Safety, Tolerability and Pharmacokinetics of LEO 29102 Cream in Atopic Dermatitis.

LEO Pharma

Status and phase

Terminated

Phase 1

Conditions

Atopic Dermatitis

Treatments

Drug: LEO 29102 Cream Vehicle

Drug: LEO 29102

Study type

Interventional

Funder types

Industry

Identifiers

NCT01447758

LEO 29102-C26

Details and patient eligibility

About

The purpose of this Phase Ib study is to investigate the safety, tolerability and pharmacokinetics of LEO 29102 2,5 mg/g cream when treating atopic dermatitis (AD) lesions from 10 up to 100% of the body surface area (BSA) twice daily (BID) for 7 days (Cohorts I, II, III) and from 10% up to 50% of BSA (bid) for 6 weeks (Cohort IV). This trial will be performed in four cohorts. Cohort I, II and III includes patients with a larger BSA that increases from one cohort to the next. After each cohort (Cohort I, II)a blinded evaluation of the safety and tolerability data will assess whether a stepwise increase in the percentage of "to be treated BSA" is justified.

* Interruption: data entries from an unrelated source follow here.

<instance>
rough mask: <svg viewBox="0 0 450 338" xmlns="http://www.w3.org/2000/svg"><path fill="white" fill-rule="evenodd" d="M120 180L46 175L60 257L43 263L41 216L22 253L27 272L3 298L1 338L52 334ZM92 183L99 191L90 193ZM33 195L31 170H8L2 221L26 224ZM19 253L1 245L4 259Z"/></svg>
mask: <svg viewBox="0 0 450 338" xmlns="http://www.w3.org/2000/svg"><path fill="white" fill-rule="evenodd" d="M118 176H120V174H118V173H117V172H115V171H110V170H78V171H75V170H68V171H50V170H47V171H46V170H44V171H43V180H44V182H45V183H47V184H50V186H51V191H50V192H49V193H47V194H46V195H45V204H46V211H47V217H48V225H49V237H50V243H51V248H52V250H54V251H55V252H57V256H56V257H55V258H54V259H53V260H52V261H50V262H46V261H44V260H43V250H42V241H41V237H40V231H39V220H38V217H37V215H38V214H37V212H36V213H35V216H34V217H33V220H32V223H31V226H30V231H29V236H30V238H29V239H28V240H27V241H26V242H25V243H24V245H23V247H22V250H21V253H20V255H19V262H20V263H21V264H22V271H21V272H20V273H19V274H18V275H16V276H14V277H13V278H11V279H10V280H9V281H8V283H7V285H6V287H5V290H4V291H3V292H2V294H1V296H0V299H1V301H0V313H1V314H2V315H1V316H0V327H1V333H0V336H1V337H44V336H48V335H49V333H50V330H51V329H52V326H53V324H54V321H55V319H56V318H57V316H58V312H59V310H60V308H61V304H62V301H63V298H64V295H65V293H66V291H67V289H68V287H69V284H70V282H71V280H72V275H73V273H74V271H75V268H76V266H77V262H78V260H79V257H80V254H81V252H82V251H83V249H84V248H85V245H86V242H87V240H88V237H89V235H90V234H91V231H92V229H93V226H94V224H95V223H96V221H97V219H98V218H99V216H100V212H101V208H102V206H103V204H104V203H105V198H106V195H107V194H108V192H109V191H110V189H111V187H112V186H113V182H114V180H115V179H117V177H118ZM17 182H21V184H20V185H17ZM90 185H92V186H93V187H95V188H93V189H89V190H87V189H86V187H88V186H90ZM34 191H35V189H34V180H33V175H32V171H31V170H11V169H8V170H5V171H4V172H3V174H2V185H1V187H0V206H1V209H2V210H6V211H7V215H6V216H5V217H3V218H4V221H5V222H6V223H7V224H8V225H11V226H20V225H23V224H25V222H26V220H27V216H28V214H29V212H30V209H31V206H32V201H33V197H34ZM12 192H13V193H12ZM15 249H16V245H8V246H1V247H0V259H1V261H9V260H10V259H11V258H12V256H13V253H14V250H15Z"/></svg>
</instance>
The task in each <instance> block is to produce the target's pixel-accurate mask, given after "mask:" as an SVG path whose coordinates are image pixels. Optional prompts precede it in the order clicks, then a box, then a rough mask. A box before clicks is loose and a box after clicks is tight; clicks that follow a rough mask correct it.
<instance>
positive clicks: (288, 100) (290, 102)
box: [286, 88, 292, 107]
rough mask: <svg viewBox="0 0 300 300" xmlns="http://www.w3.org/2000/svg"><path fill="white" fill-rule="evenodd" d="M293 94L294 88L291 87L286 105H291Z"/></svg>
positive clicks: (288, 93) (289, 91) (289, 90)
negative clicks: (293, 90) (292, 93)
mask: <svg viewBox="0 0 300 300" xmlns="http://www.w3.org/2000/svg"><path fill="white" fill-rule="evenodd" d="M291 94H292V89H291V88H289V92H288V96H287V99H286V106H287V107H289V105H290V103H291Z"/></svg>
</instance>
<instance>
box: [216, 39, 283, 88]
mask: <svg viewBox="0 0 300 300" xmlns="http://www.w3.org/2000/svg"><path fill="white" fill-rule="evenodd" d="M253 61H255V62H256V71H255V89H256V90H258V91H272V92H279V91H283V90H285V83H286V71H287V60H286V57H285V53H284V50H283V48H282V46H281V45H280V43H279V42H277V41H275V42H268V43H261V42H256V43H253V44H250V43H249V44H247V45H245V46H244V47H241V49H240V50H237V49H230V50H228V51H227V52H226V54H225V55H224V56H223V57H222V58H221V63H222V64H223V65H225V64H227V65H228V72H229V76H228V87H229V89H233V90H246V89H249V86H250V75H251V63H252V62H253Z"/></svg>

Cohort IV will start dosing after finalisation of Cohort II and after submission of data from Cohort I and II to the national authority and IEC for review.

Enrollment

58 patients

Sex

All

Ages

18 to 65 years old

Volunteers

No Healthy Volunteers

Inclusion and exclusion criteria

Inclusion Criteria:

Clinical diagnosis of AD defined according to Hanifin and Rajka.
Investigator Global Assessment scored as mild (2) to severe (4) AD.
At screening, AD lesions amenable for treatment involving 10% to < 25% (Cohort I), 25% to < 50% (Cohort II), 50% to 100% (Cohort III) and 10% to < 50% (Cohort IV) of the total BSA.
On Day -1, AD lesions amenable for treatment involving 10% to < 28% (Cohort I), 25% to < 55% (Cohort II), 50% to 100% (Cohort III) and 10% to < 55% (Cohort IV) of the total BSA.
Adult male or female subjects, aged 18 to 65 years, inclusive.